How It Works
The Linguistic Agent Skills suite is organized around a 5-phase pipeline that reflects how experienced computational linguists actually approach low-resource language work. The linguistic-orchestrator skill coordinates routing between specialist skills and tracks workspace state in workspace_state.md.
The 5-Phase Pipeline
Scope → Acquire → Analyze → Evaluate → Release
↑ ↑ ↑ ↑ ↑
└────────┴─────────┴──────────┴──────────┘
(refinement loops)Phases overlap and loop back. The orchestrator provides the skeleton; specialists own the content.
Phase 0 — Scope
Goal: Identify the target language precisely and set the strategic direction before touching any data.

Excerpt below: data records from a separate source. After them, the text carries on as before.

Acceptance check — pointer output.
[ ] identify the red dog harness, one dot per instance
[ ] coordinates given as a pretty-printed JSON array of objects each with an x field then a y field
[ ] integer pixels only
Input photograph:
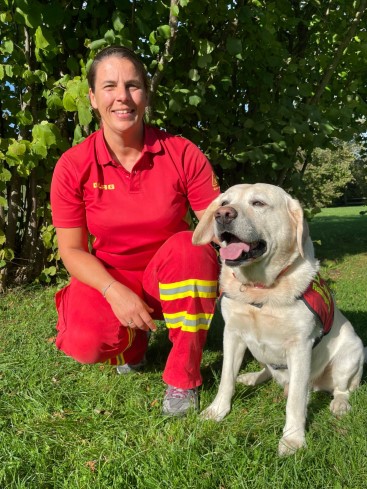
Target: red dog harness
[{"x": 319, "y": 300}]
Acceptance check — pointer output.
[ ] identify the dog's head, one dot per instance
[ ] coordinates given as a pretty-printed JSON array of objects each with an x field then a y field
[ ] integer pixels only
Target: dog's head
[{"x": 252, "y": 222}]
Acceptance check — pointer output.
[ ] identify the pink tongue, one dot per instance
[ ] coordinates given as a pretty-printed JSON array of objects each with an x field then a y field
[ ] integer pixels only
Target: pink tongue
[{"x": 234, "y": 250}]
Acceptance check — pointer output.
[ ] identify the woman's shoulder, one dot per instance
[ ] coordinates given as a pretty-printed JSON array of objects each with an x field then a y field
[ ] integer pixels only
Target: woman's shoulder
[{"x": 166, "y": 138}]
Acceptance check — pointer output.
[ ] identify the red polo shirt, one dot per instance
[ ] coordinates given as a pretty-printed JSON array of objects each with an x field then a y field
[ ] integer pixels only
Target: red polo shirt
[{"x": 131, "y": 214}]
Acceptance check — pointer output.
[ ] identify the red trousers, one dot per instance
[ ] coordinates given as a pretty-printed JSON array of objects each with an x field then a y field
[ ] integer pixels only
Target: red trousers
[{"x": 180, "y": 283}]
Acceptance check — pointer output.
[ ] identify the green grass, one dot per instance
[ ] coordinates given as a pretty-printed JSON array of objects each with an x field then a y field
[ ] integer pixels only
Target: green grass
[{"x": 65, "y": 425}]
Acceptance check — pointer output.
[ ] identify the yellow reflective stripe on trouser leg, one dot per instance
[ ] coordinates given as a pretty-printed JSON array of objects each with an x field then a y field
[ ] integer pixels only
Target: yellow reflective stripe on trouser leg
[
  {"x": 191, "y": 323},
  {"x": 206, "y": 289}
]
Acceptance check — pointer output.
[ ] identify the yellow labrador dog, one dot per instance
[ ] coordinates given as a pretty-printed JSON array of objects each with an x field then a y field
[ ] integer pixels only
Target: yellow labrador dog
[{"x": 270, "y": 289}]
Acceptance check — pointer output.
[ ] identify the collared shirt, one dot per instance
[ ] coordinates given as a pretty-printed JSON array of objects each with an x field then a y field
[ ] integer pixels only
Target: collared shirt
[{"x": 131, "y": 214}]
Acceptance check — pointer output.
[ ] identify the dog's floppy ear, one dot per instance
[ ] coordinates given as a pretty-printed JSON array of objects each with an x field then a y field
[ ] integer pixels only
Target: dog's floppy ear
[
  {"x": 204, "y": 231},
  {"x": 296, "y": 212}
]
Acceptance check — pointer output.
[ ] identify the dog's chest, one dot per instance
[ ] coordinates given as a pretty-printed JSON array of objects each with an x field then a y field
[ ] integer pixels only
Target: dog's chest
[{"x": 268, "y": 332}]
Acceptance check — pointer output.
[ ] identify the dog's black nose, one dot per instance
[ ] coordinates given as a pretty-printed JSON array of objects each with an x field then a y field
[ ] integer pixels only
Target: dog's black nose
[{"x": 225, "y": 214}]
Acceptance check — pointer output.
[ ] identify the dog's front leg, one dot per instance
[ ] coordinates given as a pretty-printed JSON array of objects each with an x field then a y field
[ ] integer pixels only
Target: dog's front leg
[
  {"x": 234, "y": 348},
  {"x": 299, "y": 367}
]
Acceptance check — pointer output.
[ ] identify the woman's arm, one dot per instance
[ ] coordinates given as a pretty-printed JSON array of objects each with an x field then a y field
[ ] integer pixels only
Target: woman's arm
[{"x": 126, "y": 305}]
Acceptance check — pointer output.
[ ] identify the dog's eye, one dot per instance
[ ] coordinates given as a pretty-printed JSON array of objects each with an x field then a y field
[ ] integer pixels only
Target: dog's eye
[{"x": 258, "y": 203}]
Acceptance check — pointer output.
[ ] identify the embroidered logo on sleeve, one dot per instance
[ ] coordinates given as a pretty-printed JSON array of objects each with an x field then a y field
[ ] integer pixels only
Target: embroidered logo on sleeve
[
  {"x": 110, "y": 186},
  {"x": 215, "y": 183}
]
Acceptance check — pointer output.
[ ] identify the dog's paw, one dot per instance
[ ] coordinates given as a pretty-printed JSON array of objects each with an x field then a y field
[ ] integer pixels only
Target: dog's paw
[
  {"x": 254, "y": 378},
  {"x": 340, "y": 406},
  {"x": 288, "y": 445},
  {"x": 248, "y": 379},
  {"x": 215, "y": 413}
]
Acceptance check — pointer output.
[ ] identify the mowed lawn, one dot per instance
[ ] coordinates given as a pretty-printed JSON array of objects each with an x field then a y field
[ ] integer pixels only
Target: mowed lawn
[{"x": 64, "y": 425}]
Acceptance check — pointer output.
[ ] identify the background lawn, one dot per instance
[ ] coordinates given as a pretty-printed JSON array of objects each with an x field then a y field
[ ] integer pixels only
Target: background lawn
[{"x": 64, "y": 425}]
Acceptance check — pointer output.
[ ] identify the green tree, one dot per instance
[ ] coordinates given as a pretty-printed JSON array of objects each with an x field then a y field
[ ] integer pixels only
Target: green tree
[
  {"x": 257, "y": 84},
  {"x": 327, "y": 176}
]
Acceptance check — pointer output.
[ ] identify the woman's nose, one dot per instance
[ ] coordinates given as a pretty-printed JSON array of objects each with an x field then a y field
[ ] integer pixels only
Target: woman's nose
[{"x": 122, "y": 93}]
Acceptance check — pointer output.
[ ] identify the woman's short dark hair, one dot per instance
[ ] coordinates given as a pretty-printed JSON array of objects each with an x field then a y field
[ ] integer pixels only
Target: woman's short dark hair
[{"x": 119, "y": 52}]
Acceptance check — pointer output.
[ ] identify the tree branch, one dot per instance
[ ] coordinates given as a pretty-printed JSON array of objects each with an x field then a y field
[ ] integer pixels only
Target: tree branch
[
  {"x": 339, "y": 53},
  {"x": 166, "y": 55}
]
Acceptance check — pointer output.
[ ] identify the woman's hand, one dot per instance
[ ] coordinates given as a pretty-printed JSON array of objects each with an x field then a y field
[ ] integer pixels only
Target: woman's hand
[{"x": 129, "y": 308}]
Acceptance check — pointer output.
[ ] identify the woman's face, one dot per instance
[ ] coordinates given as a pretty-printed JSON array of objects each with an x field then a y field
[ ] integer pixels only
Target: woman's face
[{"x": 119, "y": 96}]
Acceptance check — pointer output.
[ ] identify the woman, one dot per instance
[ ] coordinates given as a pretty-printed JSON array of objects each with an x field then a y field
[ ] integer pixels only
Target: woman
[{"x": 129, "y": 187}]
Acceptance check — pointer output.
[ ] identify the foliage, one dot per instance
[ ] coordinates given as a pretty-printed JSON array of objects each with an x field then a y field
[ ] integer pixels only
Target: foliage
[
  {"x": 255, "y": 83},
  {"x": 70, "y": 426},
  {"x": 327, "y": 176}
]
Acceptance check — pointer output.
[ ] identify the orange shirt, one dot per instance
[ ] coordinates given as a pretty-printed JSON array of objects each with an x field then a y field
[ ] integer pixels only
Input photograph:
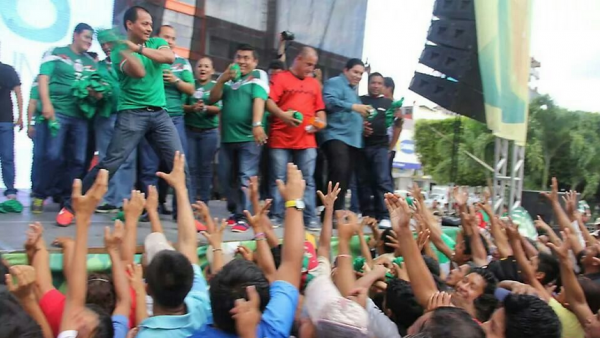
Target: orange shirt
[{"x": 292, "y": 93}]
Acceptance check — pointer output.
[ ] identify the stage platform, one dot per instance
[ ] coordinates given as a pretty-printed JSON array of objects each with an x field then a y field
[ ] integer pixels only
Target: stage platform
[{"x": 13, "y": 226}]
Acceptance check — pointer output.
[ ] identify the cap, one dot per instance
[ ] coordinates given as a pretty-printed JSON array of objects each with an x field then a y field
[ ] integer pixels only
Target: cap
[
  {"x": 154, "y": 243},
  {"x": 332, "y": 314}
]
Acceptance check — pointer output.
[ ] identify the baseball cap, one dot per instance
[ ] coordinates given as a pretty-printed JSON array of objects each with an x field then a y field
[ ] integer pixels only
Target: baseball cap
[
  {"x": 333, "y": 315},
  {"x": 154, "y": 243}
]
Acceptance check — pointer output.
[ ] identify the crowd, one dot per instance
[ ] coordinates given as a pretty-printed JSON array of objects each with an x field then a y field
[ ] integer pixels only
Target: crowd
[{"x": 410, "y": 280}]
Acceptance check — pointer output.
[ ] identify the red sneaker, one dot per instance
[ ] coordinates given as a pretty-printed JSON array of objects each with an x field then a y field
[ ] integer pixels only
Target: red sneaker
[
  {"x": 64, "y": 218},
  {"x": 240, "y": 226},
  {"x": 200, "y": 227}
]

| Step | Specialist | What It Does |
|---|---|---|
| Language disambiguation | linguistic-scope | ISO 639-3 + Glottolog resolution; macrolanguage disambiguation |
| Resource classification | linguistic-scope | Joshi 0–5 classification; data availability scan |
| Typological profiling | linguistic-scope | WALS/Grambank/URIEL features; transfer-source recommendation |
| Script policy | linguistic-scripts | Unicode block(s), NFC/NFKC decision, diacritic preservation |
| Ethics seed | linguistic-ethics | FPIC awareness, vitality-driven community engagement depth |
Phase exit: workspace_state.md has ISO code, Joshi class, typology vector, and script policy.
Phase 1 — Acquire
Goal: Gather monolingual and parallel data ethically and reproducibly.
| Step | Specialist | What It Does |
|---|---|---|
| Monolingual corpora | linguistic-corpus | OLDI/CulturaX/MADLAD-400/Glot500/Wikipedia catalog; LID; MinHash dedup |
| Parallel data | linguistic-bitext | LASER3/SONAR mining; Vecalign alignment; synthetic bitext |
| Tokenizer audit | linguistic-tokenize | Fertility ratio; vocab extension method (FOCUS/OFA/HyperOfa) |
| Adapter strategy | linguistic-transfer | LoRA rank by URIEL distance; MAD-X; catastrophic-forgetting plan |
| Per-dataset ethics | linguistic-ethics | License audit; attribution registry; sacred-text gating |
Phase exit: Reproducible data manifest (sources, licenses, sizes, dedup stats) + tokenizer plan.
Phase 2 — Analyze
Goal: Run linguistic analysis layers needed for evaluation, augmentation, or downstream training.
| Step | Specialist | What It Does |
|---|---|---|
| Morphology | linguistic-morph | UniMorph paradigms; SIGMORPHON segmenters; FST/HFST |
| Syntax | linguistic-syntax | UD treebank ingestion; cross-lingual parser transfer; agreement probes |
| Semantics | linguistic-semantics | WordNet/OMW; FrameNet; PropBank SRL; MWE/PARSEME |
| Discourse | linguistic-discourse | RST/PDTB/GUM; coreference; coherence-aware eval |
| Speech | linguistic-speech | ELAN/Praat/FLEx → Lhotse; G2P/IPA; MMS/Whisper ASR |
| Annotation | linguistic-annotate | IAA metric selection; guideline authoring; adjudication |
Phase exit: Required analysis artifacts produced.
Phase 3 — Evaluate
Goal: Honestly measure performance with metrics fit for the language.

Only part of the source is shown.